Hergé also ends up pushing his ability to draw his characters in various poses and with various expressions. I really like the above few panels for the excellent anatomy and posing of Tintin. Also a dog bites him on the ass. If I recall correctly, one of the reasons Hergé liked drawing Haddock so much was how expressive Haddock’s face could be, almost to the point of caricature.

In the end, the meteorite tips over and is lost to the ocean. Tintin escapes with his life, Snowy, the flag, and a single large rock rescued from the meteorite, and they head back to Europe. The Jewish guy gets arrested for money crimes. We all laugh together because Haddock is an alcoholic. THE END.

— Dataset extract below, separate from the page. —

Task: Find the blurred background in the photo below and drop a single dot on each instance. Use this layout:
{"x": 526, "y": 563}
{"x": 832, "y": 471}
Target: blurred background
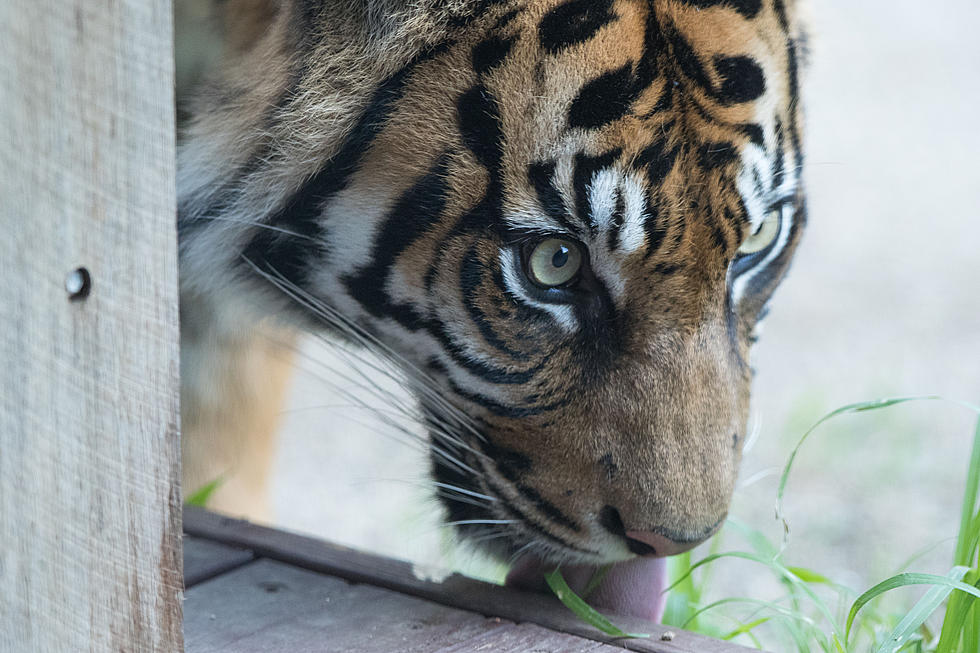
{"x": 883, "y": 300}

And that’s The Shooting Star. I’ll be generous to Herge and say that his intended commentary, about how Americans and their unregulated capitalism are a danger to the world and how European values were healthier and suited the world better, was a pretty decent point to make. It was also one he’d made before, in his satire of the USA in Tintin in America. It was just the absolute wrong time to make such a message. He would have been better to stick to his apolitical work, because the many interpretations that The Shooting Star opens itself to ended up haunting him for years.
I guess timing is everything. Had he written this story ten years earlier or ten years later no one would have cared, most likely, although the Jewish caricatures are a bit on the nose, if you’ll pardon the pun. It came across as pro-German, and Hergé’s claimed lack of awareness when it came to Jewish names and stereotypes is very easily interpreted as compliance with their regime.
Time for me to post another one of Jean-Marie Apostolidès’ bizarre interpretations of the book:

This is pretty wack. This guy always delivers.
After all of this, my thoughts on the books are: neat story, horrifying delivery. I’ll be discussing in later pieces what consequences Hergé faced after the war because of this book. For his next book, Hergé abandoned politics all together, and steered straight into adventuring with The Secret of the Unicorn, arguably one of Hergé’s best and most famous book. From a deep low to a mighty high.
Catch you next time,
– Aмртоп
Nice post and interesting points! My thought is that I think this story has aged somewhat better than Tintin in Congo because if a young person read this I don’t think they necessary will refer the bad guy to a jewish person, that’s just a guy with a big nose (like many other characters in Tintin), but also that a jew could actually be the bad guy (techically) since all people all equal if you look at it with new eyes, but I’m aware of the historical problematic context of course.